Opinião: Avaliação da conformidade no Código dos Contratos Públicos
Quando se fala de concursos públicos e de aquisições públicas é muito habitual surgirem discussões sobre um de dois temas: se houve interesses escondidos ou se a opção foi pelo […]
Quando se fala de concursos públicos e de aquisições públicas é muito habitual surgirem discussões sobre um de dois temas: se houve interesses escondidos ou se a opção foi pelo preço mais baixo sem ter em conta a qualidade da proposta. Deixemos de lado o primeiro caso e falemos do segundo. É recorrente ouvirmos queixas, quer de fornecedores que viram as suas propostas recusadas, quer dos próprios cidadãos que consideram a obra ou os bens fornecidos de menor qualidade, para não falarmos dos casos em que, manifestamente, estarão abaixo do que consideraríamos um limiar mínimo.

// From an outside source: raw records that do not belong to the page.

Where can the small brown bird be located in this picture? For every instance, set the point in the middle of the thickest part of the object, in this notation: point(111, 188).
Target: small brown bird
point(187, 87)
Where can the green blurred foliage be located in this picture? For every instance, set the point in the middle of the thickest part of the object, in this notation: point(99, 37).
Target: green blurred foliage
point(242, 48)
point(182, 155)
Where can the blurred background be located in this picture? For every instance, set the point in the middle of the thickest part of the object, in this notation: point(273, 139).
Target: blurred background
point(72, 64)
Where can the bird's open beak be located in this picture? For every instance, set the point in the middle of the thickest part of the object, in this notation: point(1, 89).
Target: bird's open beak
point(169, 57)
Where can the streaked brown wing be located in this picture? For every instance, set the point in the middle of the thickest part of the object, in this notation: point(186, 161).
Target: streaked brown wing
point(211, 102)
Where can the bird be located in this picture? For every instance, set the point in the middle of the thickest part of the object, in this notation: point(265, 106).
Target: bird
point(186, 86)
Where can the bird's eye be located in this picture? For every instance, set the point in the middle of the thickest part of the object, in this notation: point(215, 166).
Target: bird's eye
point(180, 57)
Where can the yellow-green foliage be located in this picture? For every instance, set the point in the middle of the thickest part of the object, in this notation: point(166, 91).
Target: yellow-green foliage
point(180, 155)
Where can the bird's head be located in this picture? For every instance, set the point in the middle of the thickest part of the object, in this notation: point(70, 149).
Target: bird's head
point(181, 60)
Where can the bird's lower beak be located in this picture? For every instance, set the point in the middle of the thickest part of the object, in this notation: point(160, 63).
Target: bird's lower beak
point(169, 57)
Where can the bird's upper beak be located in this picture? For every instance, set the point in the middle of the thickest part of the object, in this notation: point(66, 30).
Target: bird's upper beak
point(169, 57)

É já muito antiga esta questão. Muitas vezes ouvimos as empresas queixarem-se de que não vale a pena o investimento na certificação porque esta não é reconhecida no momento da verdade, que é o da adjudicação. É, obviamente, uma falsa questão, na medida em que o implementar um sistema de gestão da qualidade, evidenciado através de uma certificação, não deveria ter como motivação a sua apresentação em concursos, mas sim para obter o respetivo retorno em termos de organização interna.

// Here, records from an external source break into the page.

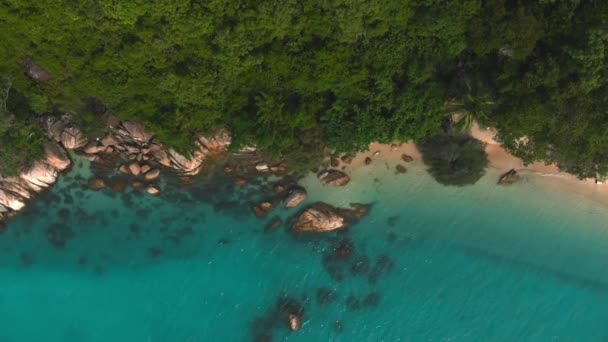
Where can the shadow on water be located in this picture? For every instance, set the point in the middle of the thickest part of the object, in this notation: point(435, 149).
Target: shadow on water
point(538, 269)
point(73, 227)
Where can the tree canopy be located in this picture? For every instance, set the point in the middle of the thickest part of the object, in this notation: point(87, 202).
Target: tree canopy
point(347, 72)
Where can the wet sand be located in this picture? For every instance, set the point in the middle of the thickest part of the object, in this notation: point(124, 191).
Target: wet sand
point(547, 175)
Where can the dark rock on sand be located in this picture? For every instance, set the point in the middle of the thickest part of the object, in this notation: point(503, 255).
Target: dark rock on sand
point(333, 178)
point(509, 177)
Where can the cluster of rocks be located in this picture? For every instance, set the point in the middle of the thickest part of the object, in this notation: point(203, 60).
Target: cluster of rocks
point(16, 191)
point(322, 217)
point(126, 141)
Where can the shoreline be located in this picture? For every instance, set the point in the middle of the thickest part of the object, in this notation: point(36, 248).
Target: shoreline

Muito se debateu, inclusive nas páginas da Construir, sobre a alteração à legislação do Código dos Contratos Públicos, através do Decreto-Lei nº 111-B/2017, de 31 de agosto, que alterou e republicou o referido Código. O nosso objetivo não é discutir o Código, mas sim referir a publicação da Portaria nº 72/2018, de 9 de março, que vem
regular e, também, esclarecer a possibilidade das entidades adjudicantes poderem exigir “rótulos específicos”, relatórios de ensaio ou certificados, bem como amostras de produtos a adquirir.
A questão da exigência de requisitos específicos em concursos públicos tem feito correr muta tinta. Falemos só das exigências de apresentação de certificados relativos às IS0 9001, ISO14001 e, também, muito usual, da ISO 27001. Ora, uma simples busca na internet permite aceder a inúmeros acórdãos, quer do Tribunal de Contas, quer mesmo do Supremo Tribunal Administrativo recusando a legitimidade da exigência da apresentação destes certificados em determinados concursos públicos.

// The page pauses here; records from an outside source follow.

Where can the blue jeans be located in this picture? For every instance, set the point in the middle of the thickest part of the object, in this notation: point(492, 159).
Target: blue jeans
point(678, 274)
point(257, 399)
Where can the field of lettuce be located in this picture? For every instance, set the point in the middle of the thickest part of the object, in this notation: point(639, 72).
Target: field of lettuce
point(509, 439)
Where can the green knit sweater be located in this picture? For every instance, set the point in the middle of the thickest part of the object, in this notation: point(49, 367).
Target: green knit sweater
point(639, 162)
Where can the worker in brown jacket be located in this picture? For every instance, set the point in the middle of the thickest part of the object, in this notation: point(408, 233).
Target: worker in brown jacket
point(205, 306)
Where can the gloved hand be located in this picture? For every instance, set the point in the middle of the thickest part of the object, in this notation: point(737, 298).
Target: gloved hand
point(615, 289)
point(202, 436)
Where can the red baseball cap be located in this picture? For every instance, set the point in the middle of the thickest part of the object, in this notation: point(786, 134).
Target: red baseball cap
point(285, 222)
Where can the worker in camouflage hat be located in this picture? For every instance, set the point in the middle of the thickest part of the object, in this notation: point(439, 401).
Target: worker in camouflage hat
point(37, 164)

O argumento é, resumidamente, por um lado, a não obrigatoriedade, em Portugal, destas certificações e, por outro, o facto de estar em causa uma exigência própria de uma fase de qualificação e não de um concurso. É, igualmente, argumentado que uma certificação do sistema diz respeito ao fornecedor, ou operador económico, e não ao
produto a fornecer ou ao serviço a prestar, embora reconhecendo que pode trazer mais-valias para estes.
Um concurso público deve obedecer aos princípios da liberdade de acesso, da igualdade de tratamento dos candidatos, bem como da transparência dos procedimentos, por forma a assegurar a sua eficácia e uma correta utilização dos dinheiros públicos.
Reconhecendo todos estes princípios temos pena que mais-valias como as que advêm da certificação de um fornecedor não sejam devidamente valorizadas no estabelecimento dos critérios. Sabemos que a sua exigência não é aceite, mas a sua valorização deveria sê-lo.
Mas, uma coisa é a certificação dos sistemas de gestão, seja da qualidade, ambiente ou segurança, outra é a certificação do produto ou serviço. Lembremos que, para alguns produtos, existe certificação obrigatória e, na área da construção, uma grande parte está abrangida pelo Regulamento dos Produtos de Construção, pelo que a exigência do seu cumprimento, materializada pela apresentação do certificado de conformidade ou da declaração de desempenho terá sempre de ser um requisito do concurso, o que, infelizmente, nem sempre acontece.
A Portaria nº 72/2018, de 9 de março, ao regular o artigo 49ª-A do CCP vem, agora, no seu artigo 1º, definir as condições em que a entidade adjudicante pode exigir rótulos específicos nas suas especificações técnicas, nos critérios de adjudicação ou nas condições de execução dos contratos. Para tanto é necessário que os requisitos de rotulagem que forem estabelecidos estejam relacionados, exclusivamente, com os critérios associados ao objeto do contrato e serem objetivamente verificáveis. O artigo 2º da Portaria refere-se aos relatórios de ensaio e aos certificados emitidos por um organismo de avaliação da conformidade acreditado que atue nos termos do Regulamento (CE) nº 765/2008. É, ainda, referido que, caso não seja possível obter o certificado exigido pode o operador económico demonstrar o seu cumprimento.
Este ponto é relevante, pois, temo-lo afirmado muitas vezes, os cadernos de encargos, sejam públicos sejam privados, deveriam prestar mais atenção à referência às normas no estabelecimento dos requisitos técnicos (é esse um dos objetivos da normalização). Compete ao fornecedor demonstrar que o seu produto cumpre esses requisitos, cabendo-lhe a decisão da escolha como evidenciar esse cumprimento. Não somos a favor da certificação obrigatória, mas o recurso à certificação do produto como forma de evidenciar a sua conformidade com os requisitos é sempre a forma mais barata e credível de o fazer. É, por isso, que os mercados mais exigentes tiram todo o partido desse instrumento, sendo uma prática que as empresas exportadoras bem conhecem.
Mas, retornando aos concursos públicos, é de saudar a publicação da Portaria que agora entrou em vigor, na medida em que poderá ser uma importante mais-valia numa melhor definição de requisitos e na avaliação da sua conformidade. Vejamos como vai ser feita a sua aplicação.